PICK I Served the King of England: Making a Mockery of European Fascism

Septuagenarian Czech filmmaker Jirí Menzel’s latest boasts the same darkly sarcastic and lyrically absurdist trademarks that fellow Czech New Wavers Milos Forman and Vera Chytilová were known for in the ’60s. But I Served the King of England is hardly past its prime, and perhaps even timeless. After years in a Czech prison, grizzled everyman Jan (Oldrich Kaiser) is exiled to an abandoned German border town, where he reflects on the charmed naiveté of his youth. Flash back to the ’30s, when Jan is a young, towheaded pipsqueak—now played by a sublimely likable Ivan Barnev—whose fascination with the wealthy sparks pipe dreams of becoming a millionaire. From humble beginnings selling hot dogs and working as a hotelier, Jan rises through the ranks over the decade—a climb that parallels his innocent sexual awakening.

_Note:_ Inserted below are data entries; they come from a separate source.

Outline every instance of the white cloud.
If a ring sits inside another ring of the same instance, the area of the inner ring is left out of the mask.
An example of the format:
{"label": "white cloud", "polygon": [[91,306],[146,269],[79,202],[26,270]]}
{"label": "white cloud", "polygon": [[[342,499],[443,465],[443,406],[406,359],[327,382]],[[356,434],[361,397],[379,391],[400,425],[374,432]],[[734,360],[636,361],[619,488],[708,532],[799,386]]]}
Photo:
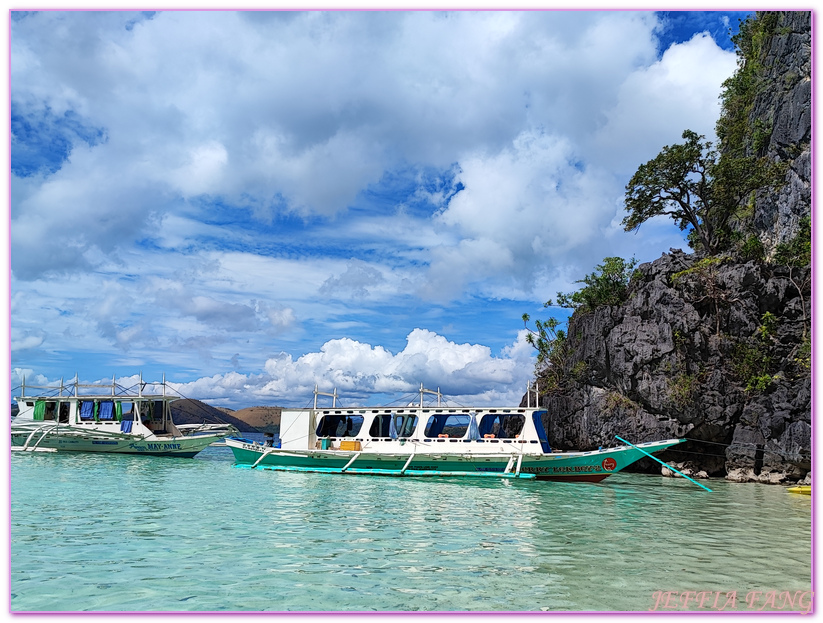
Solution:
{"label": "white cloud", "polygon": [[[162,362],[226,400],[310,377],[519,392],[515,346],[378,344],[431,301],[542,301],[605,256],[682,244],[623,234],[623,187],[686,127],[711,132],[734,56],[696,36],[658,59],[657,27],[631,11],[13,20],[14,110],[67,141],[46,141],[58,170],[12,176],[14,352]],[[392,187],[397,171],[421,173]],[[389,307],[368,338],[307,341]],[[210,374],[224,364],[238,372]]]}
{"label": "white cloud", "polygon": [[463,399],[486,396],[519,403],[533,367],[533,349],[526,344],[524,331],[500,357],[494,357],[487,346],[456,344],[415,329],[397,354],[349,338],[330,340],[319,352],[297,359],[282,353],[266,361],[269,380],[259,391],[281,399],[291,394],[291,400],[300,402],[311,396],[315,384],[328,391],[335,387],[342,393],[368,396],[414,392],[423,383]]}
{"label": "white cloud", "polygon": [[691,129],[714,139],[720,91],[737,57],[707,34],[671,46],[663,57],[627,75],[606,123],[592,136],[593,161],[630,176],[666,144]]}

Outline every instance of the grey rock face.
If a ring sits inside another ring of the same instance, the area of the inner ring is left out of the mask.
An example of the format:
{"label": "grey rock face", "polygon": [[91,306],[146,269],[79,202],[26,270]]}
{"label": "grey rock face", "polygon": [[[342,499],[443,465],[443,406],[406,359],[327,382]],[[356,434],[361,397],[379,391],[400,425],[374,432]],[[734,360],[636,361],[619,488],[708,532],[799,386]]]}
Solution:
{"label": "grey rock face", "polygon": [[[810,12],[777,15],[758,66],[751,155],[785,163],[786,177],[758,193],[749,226],[774,257],[811,214]],[[662,458],[738,481],[808,480],[811,271],[701,259],[672,249],[638,267],[623,305],[575,314],[570,381],[542,399],[549,438],[591,450],[615,435],[687,437]]]}
{"label": "grey rock face", "polygon": [[761,153],[787,165],[785,184],[758,193],[753,227],[767,255],[793,238],[811,206],[811,13],[781,11],[761,59],[763,84],[750,116],[753,128],[771,129]]}
{"label": "grey rock face", "polygon": [[[664,460],[738,480],[801,479],[811,468],[811,385],[798,361],[809,327],[795,284],[808,288],[809,269],[792,269],[793,283],[787,267],[727,260],[709,277],[675,277],[700,259],[672,250],[639,267],[624,305],[572,318],[569,368],[585,368],[542,399],[549,438],[593,450],[618,445],[615,435],[687,437]],[[722,286],[716,305],[700,289],[707,278]],[[806,291],[807,318],[808,301]],[[773,328],[762,335],[767,312]],[[752,366],[758,358],[768,363]],[[762,387],[747,388],[762,376]]]}

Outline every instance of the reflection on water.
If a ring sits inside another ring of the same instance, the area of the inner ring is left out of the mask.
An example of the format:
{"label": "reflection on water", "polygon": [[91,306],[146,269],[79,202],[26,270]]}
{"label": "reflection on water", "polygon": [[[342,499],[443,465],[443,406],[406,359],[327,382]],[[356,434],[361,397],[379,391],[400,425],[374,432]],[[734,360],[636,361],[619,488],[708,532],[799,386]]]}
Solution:
{"label": "reflection on water", "polygon": [[12,610],[647,610],[699,591],[745,609],[810,586],[811,500],[782,487],[231,463],[12,456]]}

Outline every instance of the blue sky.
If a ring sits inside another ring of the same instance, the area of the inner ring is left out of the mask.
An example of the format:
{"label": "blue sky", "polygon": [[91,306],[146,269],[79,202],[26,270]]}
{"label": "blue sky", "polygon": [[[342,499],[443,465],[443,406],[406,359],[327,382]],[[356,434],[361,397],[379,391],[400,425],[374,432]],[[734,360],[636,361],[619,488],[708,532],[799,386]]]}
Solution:
{"label": "blue sky", "polygon": [[519,402],[524,312],[685,247],[623,188],[713,136],[745,15],[13,13],[12,388]]}

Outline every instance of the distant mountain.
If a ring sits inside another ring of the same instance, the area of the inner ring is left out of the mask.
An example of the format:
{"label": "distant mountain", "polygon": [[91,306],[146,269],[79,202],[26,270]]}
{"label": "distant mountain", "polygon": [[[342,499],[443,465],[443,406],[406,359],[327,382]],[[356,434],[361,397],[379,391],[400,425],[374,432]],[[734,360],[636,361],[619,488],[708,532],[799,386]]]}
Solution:
{"label": "distant mountain", "polygon": [[248,407],[233,415],[262,433],[279,433],[281,411],[280,407]]}
{"label": "distant mountain", "polygon": [[172,417],[175,424],[231,424],[237,430],[243,433],[264,432],[258,431],[253,425],[236,417],[236,414],[230,415],[224,410],[216,409],[207,405],[205,402],[193,399],[175,400],[171,403]]}

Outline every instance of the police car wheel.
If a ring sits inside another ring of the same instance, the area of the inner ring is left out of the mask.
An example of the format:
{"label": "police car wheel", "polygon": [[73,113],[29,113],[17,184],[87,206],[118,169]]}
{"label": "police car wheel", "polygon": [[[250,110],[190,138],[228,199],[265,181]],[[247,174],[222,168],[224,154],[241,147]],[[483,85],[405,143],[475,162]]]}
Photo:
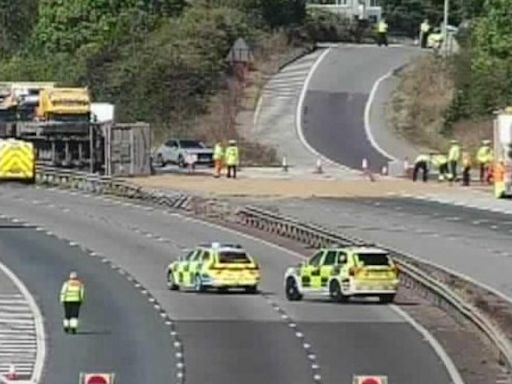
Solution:
{"label": "police car wheel", "polygon": [[203,282],[201,281],[201,277],[199,275],[196,275],[196,277],[194,279],[194,288],[195,288],[196,292],[206,291],[206,288],[203,285]]}
{"label": "police car wheel", "polygon": [[245,287],[246,293],[258,293],[258,287],[256,285],[251,285],[249,287]]}
{"label": "police car wheel", "polygon": [[165,167],[167,165],[161,153],[159,153],[158,156],[156,157],[156,162],[160,164],[161,167]]}
{"label": "police car wheel", "polygon": [[290,301],[302,300],[302,294],[299,292],[297,283],[292,277],[286,280],[286,298]]}
{"label": "police car wheel", "polygon": [[167,286],[171,291],[177,291],[180,288],[174,283],[174,277],[172,273],[167,274]]}
{"label": "police car wheel", "polygon": [[392,303],[393,300],[395,300],[395,294],[394,293],[388,293],[385,295],[380,295],[379,300],[381,303],[388,304]]}
{"label": "police car wheel", "polygon": [[331,281],[329,284],[329,295],[331,299],[337,301],[338,303],[342,303],[348,300],[348,297],[345,296],[341,290],[340,283],[336,280]]}

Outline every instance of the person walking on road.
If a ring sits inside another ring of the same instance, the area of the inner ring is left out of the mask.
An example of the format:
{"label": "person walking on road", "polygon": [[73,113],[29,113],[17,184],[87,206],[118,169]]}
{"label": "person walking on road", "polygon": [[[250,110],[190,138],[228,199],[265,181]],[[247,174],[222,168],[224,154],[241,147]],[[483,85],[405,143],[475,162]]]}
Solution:
{"label": "person walking on road", "polygon": [[480,182],[489,182],[490,167],[493,161],[493,151],[490,140],[482,140],[482,144],[476,153],[476,161],[480,166]]}
{"label": "person walking on road", "polygon": [[434,153],[432,156],[432,165],[437,168],[439,182],[448,178],[448,158],[442,153]]}
{"label": "person walking on road", "polygon": [[412,172],[412,181],[416,182],[418,179],[418,173],[423,172],[423,182],[426,183],[428,180],[428,165],[430,162],[429,155],[419,155],[414,162],[414,170]]}
{"label": "person walking on road", "polygon": [[78,279],[77,273],[71,272],[60,290],[60,302],[64,305],[64,332],[77,332],[78,316],[83,301],[84,285]]}
{"label": "person walking on road", "polygon": [[236,145],[236,140],[229,140],[229,145],[226,148],[226,152],[225,152],[225,158],[226,158],[226,166],[228,168],[227,177],[228,178],[233,177],[234,179],[236,179],[236,171],[237,171],[237,167],[240,163],[238,146]]}
{"label": "person walking on road", "polygon": [[377,45],[380,47],[382,45],[388,46],[388,23],[386,23],[385,19],[382,19],[377,24]]}
{"label": "person walking on road", "polygon": [[215,165],[215,174],[214,177],[220,177],[222,172],[222,161],[224,159],[224,147],[222,146],[222,142],[218,141],[213,148],[213,162]]}
{"label": "person walking on road", "polygon": [[469,152],[462,153],[462,185],[469,187],[471,182],[471,155]]}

Then he falls for a Hitler-supporting mädchen (Julia Jentsch), and thus begins his unwitting collaboration with the monsters who overran his country. Though the film may be visually fanciful—as money rains from the sky, a glowing halo of light shines behind a character’s noggin—any preconceived notion that this is yet another historical epic with some magic realism thrown in must be quashed. Menzel’s whimsy is the means, not the end; do away with the clever style and you’re still left with a rousing picaresque of life’s beautiful-sad ironies.